Section 11 of CPC deals with the Principle of Res judicata which states that-
No Court shall try any suit or issue in which the matter directly and substantially in issue has
been directly and substantially in issue in a former suit between the same parties, or between
parties under whom they or any of them claim, litigating under the same title, in a Court
competent to try such subsequent suit or the suit in which such issue has been subsequently
raised, and has been heard and finally decided by such Court.
In the given case the marriage between the parties was the matter directly in issue and has
been decided by the court of competent jurisdiction. By specially considering the explanation
VII in the given section it is applicable to the execution petitions also.

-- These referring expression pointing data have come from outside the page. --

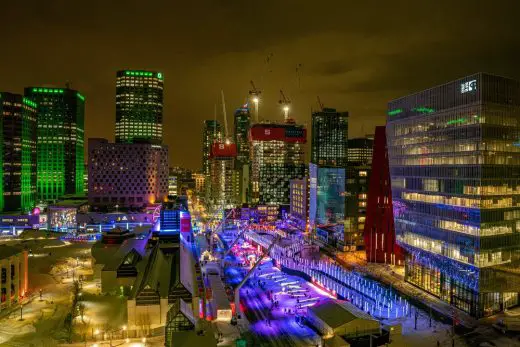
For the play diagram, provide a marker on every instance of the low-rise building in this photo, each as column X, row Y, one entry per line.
column 14, row 274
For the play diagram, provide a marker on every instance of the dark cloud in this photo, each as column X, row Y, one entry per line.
column 356, row 55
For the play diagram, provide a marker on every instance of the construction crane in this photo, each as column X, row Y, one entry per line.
column 320, row 104
column 224, row 114
column 255, row 97
column 285, row 102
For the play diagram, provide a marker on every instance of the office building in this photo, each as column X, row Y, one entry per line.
column 117, row 178
column 455, row 176
column 358, row 176
column 200, row 179
column 378, row 231
column 277, row 156
column 17, row 152
column 299, row 203
column 327, row 195
column 139, row 106
column 14, row 277
column 329, row 138
column 210, row 134
column 241, row 133
column 360, row 150
column 241, row 137
column 60, row 144
column 223, row 176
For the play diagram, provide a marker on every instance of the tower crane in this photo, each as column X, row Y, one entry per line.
column 285, row 102
column 320, row 104
column 255, row 97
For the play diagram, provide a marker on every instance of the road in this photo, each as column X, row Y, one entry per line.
column 270, row 325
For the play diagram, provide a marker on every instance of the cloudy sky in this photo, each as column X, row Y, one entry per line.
column 354, row 55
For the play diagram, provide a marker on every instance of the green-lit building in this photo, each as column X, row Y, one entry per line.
column 60, row 144
column 139, row 106
column 17, row 152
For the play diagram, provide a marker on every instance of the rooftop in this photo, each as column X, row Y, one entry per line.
column 8, row 251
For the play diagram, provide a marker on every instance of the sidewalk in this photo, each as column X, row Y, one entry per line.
column 385, row 274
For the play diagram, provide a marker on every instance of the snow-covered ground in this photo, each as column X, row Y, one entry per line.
column 53, row 266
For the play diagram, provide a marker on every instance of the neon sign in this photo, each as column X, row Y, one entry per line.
column 469, row 86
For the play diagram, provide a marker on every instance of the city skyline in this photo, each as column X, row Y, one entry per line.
column 370, row 58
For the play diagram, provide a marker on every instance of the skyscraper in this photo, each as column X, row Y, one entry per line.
column 277, row 156
column 210, row 134
column 379, row 232
column 223, row 176
column 17, row 152
column 242, row 126
column 327, row 173
column 127, row 174
column 241, row 134
column 329, row 138
column 455, row 175
column 60, row 145
column 358, row 176
column 139, row 106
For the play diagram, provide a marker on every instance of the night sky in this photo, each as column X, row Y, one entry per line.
column 356, row 55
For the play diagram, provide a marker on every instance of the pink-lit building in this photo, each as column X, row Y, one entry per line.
column 127, row 175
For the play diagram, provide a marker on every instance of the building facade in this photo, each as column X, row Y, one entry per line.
column 378, row 231
column 241, row 137
column 17, row 152
column 329, row 138
column 327, row 195
column 455, row 168
column 299, row 202
column 358, row 176
column 242, row 125
column 14, row 275
column 210, row 134
column 117, row 178
column 223, row 176
column 277, row 156
column 139, row 106
column 60, row 144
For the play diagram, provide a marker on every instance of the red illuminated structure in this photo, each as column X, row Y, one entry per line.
column 379, row 235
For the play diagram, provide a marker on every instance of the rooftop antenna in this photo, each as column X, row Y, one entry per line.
column 285, row 102
column 226, row 139
column 255, row 97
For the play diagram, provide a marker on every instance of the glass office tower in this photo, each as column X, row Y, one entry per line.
column 454, row 155
column 17, row 152
column 329, row 138
column 210, row 134
column 60, row 144
column 139, row 106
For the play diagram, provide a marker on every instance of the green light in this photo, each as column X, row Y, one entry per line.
column 394, row 112
column 455, row 121
column 30, row 103
column 423, row 109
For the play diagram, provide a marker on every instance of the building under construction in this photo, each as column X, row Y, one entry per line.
column 277, row 156
column 224, row 180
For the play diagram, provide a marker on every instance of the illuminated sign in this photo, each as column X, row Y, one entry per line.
column 469, row 86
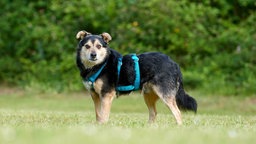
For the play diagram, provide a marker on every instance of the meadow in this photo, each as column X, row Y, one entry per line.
column 32, row 117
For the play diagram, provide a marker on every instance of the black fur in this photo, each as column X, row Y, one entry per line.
column 155, row 68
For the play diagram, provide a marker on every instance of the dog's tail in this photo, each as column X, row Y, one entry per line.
column 184, row 101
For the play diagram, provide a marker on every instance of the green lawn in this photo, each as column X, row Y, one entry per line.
column 28, row 117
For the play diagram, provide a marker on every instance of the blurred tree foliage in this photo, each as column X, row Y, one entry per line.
column 213, row 41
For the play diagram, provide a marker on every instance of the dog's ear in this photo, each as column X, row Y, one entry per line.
column 81, row 34
column 106, row 37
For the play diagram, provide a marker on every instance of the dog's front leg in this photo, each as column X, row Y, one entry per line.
column 97, row 105
column 106, row 102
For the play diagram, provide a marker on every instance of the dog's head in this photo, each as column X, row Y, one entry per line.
column 93, row 49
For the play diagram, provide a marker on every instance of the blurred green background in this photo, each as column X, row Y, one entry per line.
column 214, row 41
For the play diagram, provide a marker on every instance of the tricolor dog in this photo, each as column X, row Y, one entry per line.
column 106, row 74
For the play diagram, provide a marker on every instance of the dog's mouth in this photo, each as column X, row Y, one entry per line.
column 93, row 59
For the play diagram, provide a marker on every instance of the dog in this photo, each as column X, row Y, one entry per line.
column 159, row 77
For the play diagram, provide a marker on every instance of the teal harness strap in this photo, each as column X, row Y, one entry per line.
column 93, row 77
column 136, row 84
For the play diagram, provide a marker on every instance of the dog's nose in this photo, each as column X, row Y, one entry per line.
column 93, row 55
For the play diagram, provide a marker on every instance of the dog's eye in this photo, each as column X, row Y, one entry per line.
column 87, row 46
column 98, row 46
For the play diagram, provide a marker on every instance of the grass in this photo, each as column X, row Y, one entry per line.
column 28, row 117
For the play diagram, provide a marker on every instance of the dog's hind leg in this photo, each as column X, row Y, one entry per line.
column 170, row 102
column 150, row 99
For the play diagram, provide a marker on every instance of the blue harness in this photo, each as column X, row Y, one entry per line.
column 136, row 84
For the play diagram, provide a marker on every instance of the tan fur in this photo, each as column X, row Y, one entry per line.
column 86, row 52
column 106, row 103
column 97, row 106
column 150, row 99
column 81, row 34
column 102, row 103
column 106, row 37
column 150, row 92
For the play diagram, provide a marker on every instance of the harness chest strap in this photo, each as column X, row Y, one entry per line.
column 136, row 84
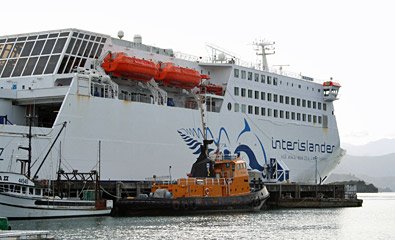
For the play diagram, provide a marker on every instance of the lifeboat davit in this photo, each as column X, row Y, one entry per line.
column 212, row 88
column 181, row 77
column 121, row 65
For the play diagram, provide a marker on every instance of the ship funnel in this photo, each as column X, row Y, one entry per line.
column 121, row 34
column 137, row 39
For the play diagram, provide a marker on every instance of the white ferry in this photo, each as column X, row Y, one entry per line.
column 134, row 106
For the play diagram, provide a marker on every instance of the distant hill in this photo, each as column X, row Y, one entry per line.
column 373, row 166
column 379, row 170
column 361, row 186
column 380, row 147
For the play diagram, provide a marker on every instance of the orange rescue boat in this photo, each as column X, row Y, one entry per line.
column 179, row 76
column 121, row 65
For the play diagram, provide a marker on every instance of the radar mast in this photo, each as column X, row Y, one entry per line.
column 264, row 48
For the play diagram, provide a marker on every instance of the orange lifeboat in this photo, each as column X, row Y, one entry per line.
column 179, row 76
column 121, row 65
column 212, row 88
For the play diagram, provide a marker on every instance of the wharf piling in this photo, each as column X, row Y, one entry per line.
column 287, row 195
column 292, row 195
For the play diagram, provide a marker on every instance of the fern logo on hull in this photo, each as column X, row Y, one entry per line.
column 193, row 138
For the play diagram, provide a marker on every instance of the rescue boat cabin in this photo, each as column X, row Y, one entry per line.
column 230, row 179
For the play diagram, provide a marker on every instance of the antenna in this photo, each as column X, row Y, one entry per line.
column 219, row 54
column 280, row 66
column 264, row 48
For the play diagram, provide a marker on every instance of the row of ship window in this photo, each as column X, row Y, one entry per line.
column 39, row 54
column 250, row 75
column 275, row 113
column 243, row 92
column 263, row 78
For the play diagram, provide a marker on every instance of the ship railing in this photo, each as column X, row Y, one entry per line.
column 4, row 120
column 201, row 181
column 242, row 63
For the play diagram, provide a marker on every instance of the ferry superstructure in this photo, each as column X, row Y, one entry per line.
column 139, row 125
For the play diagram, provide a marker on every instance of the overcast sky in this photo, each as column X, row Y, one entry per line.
column 351, row 41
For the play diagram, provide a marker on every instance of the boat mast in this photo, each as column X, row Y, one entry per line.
column 50, row 148
column 28, row 149
column 262, row 50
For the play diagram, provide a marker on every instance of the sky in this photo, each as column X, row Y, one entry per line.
column 351, row 41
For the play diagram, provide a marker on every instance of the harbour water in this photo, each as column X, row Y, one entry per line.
column 374, row 220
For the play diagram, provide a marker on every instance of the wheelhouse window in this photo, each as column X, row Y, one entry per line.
column 243, row 92
column 269, row 80
column 249, row 93
column 236, row 73
column 269, row 97
column 256, row 94
column 236, row 91
column 275, row 81
column 275, row 97
column 243, row 74
column 249, row 109
column 243, row 108
column 256, row 77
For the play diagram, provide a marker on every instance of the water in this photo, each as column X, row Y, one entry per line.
column 374, row 220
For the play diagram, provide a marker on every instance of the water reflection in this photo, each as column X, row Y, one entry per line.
column 374, row 220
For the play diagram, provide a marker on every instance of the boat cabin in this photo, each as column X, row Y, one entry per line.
column 230, row 179
column 331, row 89
column 17, row 184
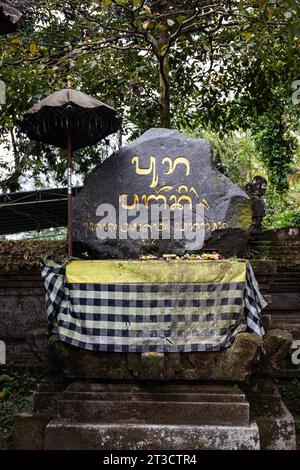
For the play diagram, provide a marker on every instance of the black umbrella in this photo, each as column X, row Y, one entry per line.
column 72, row 120
column 9, row 18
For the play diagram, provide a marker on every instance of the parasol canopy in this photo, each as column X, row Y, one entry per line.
column 69, row 114
column 9, row 18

Section 13 of CPC deals with whether the judgement passed by a foreign court is conclusive
are not by considering the points which are stated as follows
A foreign judgment shall be conclusive as to any matter thereby directly adjudicated upon
between the same parties or between parties under whom they or any of them claim litigating
under the same title except—
(b) where it has not been given on the merits of the case;
(c) where it appears on the face of the proceedings to be founded on an incorrect view of
international law or a refusal to recognise the law of 2[India] in cases in which such law is
applicable;
(d) where the proceedings in which the judgment was obtained are opposed to natural justice;
(f) where it sustains a claim founded on a breach of any law in force in.
The judgement given by the foreign court does not fall into any of the exceptions stated
above, hence the judgement of the foreign court is conclusive.
Though the HMA, 1955 has not mentioned irretrievable break down as ground of divorce
under S.13, the Supreme Court of India in the case of Munish kakkar v. Nidhi kakkar granted
divorce on the ground of irretrievable breakdown of marriage by utilizing the power of
Article 142 of Indian Constitution. So the ground of irretrievable break down of marriage is
recognized in India and is not against the law of India and does not fall in the exception of
Sec.13(3) of CPC.
In Marine Geotechnics LLC v/s Coastal Marine Construction & Engineering Ltd, the court
referred to the judgement of Raj Rajendra Sardar Maloji Marsingh Rao Shitole vs Sri Shankar
Saran and Ors. and stated that sec 13 of CPC is a substantive law not a mere procedure and
S. 13 makes no distinction between judgments of a court in a reciprocating territory and those
of courts in non-reciprocating territories. It also opined that an ex-parte decree is not
necessarily one that is always, and ipso facto, not on merits. If a court has considered and
weighed the plaintiffs’ case and assessed his evidence, it will be on merits, notwithstanding
that it is ex-parte.
In the case of Ganjan Sheshadri Pandharpuka v. Shanta bai, it was held that even if the
decree is ex parte, it is on the merits of the case it is valid.
S.47decree.—(1) All questions arising between the parties to the suit in which the decree was
passed, or their representatives, and relating to the execution, discharge or satisfaction of the
decree, shall be determined by the Court executing the decree and not by a separate suit.
Hence the judgement is conclusive and the principle of res judicata is applicable to the
present suit.
For This Act of Kindness, the respondent shall duty bound forever pray.